Case 6: Rina Thapa v. Government of Nepal (Supreme Court, 2075 BS)

Facts:
Rina Thapa, an accused in a theft case, alleged severe physical and psychological torture in police custody.
She filed a petition under Article 133 seeking justice.

Judgment:
The Court invoked Sections 167–169 of the Criminal Code (2017) and ordered:

Criminal prosecution of responsible officers.

Compensation and psychological rehabilitation for Thapa.

Mandatory recording of interrogations and medical checks for detainees.

Significance:
This was among the first cases applying the new Criminal Code provisions, showing improved compliance with UNCAT.
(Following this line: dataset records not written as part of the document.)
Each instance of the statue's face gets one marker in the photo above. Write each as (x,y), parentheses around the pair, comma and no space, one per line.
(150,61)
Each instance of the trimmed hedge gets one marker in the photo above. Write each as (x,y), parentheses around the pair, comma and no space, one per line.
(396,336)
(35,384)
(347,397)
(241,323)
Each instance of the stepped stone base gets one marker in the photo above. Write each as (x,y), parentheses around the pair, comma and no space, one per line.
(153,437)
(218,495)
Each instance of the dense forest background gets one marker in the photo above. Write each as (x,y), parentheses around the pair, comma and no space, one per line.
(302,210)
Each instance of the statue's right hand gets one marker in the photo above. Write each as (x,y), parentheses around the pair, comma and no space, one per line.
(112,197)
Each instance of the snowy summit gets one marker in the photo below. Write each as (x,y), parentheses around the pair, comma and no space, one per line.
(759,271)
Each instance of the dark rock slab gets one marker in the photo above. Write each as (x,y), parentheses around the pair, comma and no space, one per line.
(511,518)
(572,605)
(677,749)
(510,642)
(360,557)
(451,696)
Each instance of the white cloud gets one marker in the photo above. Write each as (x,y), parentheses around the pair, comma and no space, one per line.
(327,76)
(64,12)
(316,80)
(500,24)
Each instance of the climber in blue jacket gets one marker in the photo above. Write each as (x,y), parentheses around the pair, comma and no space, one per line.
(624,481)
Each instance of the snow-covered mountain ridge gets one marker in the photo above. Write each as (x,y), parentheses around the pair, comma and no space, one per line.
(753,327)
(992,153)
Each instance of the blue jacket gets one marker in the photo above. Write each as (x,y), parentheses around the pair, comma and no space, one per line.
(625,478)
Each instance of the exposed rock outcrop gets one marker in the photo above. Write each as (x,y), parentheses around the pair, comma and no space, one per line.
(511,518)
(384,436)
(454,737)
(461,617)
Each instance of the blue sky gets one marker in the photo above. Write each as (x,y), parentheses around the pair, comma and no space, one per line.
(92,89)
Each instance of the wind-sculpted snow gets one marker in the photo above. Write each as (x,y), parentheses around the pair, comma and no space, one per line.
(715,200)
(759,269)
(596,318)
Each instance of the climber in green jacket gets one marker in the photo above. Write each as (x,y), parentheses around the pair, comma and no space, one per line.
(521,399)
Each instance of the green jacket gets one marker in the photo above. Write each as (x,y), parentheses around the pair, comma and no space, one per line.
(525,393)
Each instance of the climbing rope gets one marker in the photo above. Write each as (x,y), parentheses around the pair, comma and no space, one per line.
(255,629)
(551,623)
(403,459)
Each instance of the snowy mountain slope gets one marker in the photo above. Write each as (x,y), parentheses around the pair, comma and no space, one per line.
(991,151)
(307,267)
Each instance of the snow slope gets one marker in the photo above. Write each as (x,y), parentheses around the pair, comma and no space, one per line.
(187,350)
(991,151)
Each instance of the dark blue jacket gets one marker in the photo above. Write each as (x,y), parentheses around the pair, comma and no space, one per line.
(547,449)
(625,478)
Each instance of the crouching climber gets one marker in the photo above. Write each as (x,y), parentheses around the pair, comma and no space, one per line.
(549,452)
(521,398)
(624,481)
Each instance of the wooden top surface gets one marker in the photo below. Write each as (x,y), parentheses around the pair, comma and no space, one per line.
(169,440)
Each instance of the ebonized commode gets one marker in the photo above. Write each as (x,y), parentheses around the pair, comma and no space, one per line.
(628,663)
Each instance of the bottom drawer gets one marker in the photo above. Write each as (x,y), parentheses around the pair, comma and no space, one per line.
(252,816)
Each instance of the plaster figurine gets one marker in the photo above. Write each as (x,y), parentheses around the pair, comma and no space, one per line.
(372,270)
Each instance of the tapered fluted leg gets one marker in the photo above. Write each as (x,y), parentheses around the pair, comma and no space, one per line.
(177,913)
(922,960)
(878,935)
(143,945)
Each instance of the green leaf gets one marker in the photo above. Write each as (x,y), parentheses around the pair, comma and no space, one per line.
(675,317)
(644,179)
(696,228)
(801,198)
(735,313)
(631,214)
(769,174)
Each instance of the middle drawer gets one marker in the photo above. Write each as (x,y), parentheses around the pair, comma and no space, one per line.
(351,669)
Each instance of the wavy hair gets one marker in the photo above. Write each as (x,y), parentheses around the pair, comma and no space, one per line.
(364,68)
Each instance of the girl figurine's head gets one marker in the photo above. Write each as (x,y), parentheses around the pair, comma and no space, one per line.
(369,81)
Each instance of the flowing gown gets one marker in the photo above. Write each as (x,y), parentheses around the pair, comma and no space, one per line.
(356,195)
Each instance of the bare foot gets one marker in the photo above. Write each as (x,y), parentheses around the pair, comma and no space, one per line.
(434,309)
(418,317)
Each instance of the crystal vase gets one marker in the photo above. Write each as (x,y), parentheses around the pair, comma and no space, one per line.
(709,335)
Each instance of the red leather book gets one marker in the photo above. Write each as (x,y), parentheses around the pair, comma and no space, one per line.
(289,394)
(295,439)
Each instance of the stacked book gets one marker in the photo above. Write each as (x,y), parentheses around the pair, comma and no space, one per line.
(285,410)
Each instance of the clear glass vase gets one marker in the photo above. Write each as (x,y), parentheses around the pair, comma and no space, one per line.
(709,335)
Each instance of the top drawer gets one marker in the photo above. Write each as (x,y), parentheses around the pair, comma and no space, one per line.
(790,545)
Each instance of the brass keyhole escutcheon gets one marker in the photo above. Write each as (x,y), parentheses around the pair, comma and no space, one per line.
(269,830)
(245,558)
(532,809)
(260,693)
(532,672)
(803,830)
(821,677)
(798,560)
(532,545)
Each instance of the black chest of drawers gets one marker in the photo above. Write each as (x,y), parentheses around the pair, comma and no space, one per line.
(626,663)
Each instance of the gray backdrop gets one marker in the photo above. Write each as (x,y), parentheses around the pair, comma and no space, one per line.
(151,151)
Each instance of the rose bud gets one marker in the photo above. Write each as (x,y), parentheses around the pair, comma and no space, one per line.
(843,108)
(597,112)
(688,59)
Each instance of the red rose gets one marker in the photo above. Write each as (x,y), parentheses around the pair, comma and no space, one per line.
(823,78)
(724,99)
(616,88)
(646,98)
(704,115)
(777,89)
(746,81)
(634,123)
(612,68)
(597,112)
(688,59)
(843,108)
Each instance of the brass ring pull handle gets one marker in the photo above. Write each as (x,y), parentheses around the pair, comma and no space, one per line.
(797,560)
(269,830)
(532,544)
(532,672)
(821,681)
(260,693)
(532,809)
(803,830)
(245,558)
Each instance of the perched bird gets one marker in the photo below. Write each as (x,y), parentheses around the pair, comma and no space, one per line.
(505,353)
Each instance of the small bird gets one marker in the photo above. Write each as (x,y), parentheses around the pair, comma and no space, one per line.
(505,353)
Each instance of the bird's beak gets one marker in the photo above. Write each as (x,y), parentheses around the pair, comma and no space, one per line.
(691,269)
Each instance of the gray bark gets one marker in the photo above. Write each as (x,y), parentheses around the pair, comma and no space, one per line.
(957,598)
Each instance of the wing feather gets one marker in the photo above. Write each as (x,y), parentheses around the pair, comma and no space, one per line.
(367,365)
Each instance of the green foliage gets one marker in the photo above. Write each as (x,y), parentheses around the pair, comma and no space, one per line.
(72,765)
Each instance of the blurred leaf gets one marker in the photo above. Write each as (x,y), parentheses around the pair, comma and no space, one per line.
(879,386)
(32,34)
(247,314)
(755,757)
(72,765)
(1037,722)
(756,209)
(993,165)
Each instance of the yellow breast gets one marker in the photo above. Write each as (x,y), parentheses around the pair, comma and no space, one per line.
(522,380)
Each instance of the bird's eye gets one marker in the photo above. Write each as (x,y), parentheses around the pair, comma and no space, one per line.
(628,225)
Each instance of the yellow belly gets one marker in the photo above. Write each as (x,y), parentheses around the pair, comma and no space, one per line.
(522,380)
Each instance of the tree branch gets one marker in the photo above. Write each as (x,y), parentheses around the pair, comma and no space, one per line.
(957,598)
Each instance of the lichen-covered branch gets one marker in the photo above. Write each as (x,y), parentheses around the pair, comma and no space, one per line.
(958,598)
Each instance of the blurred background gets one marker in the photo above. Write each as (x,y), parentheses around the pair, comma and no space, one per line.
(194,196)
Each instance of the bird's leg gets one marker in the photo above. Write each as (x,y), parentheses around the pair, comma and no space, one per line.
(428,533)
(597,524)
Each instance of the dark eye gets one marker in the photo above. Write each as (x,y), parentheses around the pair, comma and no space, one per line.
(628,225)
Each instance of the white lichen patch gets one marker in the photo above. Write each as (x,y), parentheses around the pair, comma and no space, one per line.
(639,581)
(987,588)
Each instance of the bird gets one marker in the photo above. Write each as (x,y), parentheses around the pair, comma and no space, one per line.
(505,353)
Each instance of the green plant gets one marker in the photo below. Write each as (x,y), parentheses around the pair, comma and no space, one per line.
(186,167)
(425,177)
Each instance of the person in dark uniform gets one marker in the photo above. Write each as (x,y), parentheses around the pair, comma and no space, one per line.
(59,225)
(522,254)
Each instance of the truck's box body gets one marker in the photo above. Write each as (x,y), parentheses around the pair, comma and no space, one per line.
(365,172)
Case 7 (Additional): NHRC v. Government of Nepal (2072 BS)

Facts:
The National Human Rights Commission recommended criminal action against several police officers for custodial torture leading to death, but the government failed to act.

Decision:
The Supreme Court ruled that the NHRC’s recommendations are binding, reinforcing that impunity violates UNCAT Article 12.

Significance:
Strengthened the enforceability of human rights mechanisms and accountability obligations.

6. Major Observations from Case Law

Judicial Activism:
The Supreme Court has consistently upheld the absolute prohibition of torture and pressured the government to align with international norms.

Shift from Compensation to Criminalization:
Early cases (1990s–2000s) emphasized compensation; recent cases focus on criminal prosecution and rehabilitation.

Implementation Gap:
Despite progressive judgments, enforcement remains weak; very few police officers have been criminally convicted.

Alignment with UNCAT:
Legal provisions now exist, but institutional independence and strong penalties are still lacking.

7. Conclusion

Nepal’s journey toward UNCAT compliance has evolved significantly:

From civil compensation under CRT Act (1996)

To criminalization in Criminal Code (2017)

And judicial enforcement in post-2017 cases.

However, full compliance requires:

Establishing independent torture investigation units;

Ensuring effective prosecution;

Providing rehabilitation and reparations;

Amending the law to expand the definition of torture and increase penalties.

Nepal’s judiciary has played a transformative role, but legislative and executive branches must still fulfill their international and constitutional obligations to eliminate torture and ensure accountability.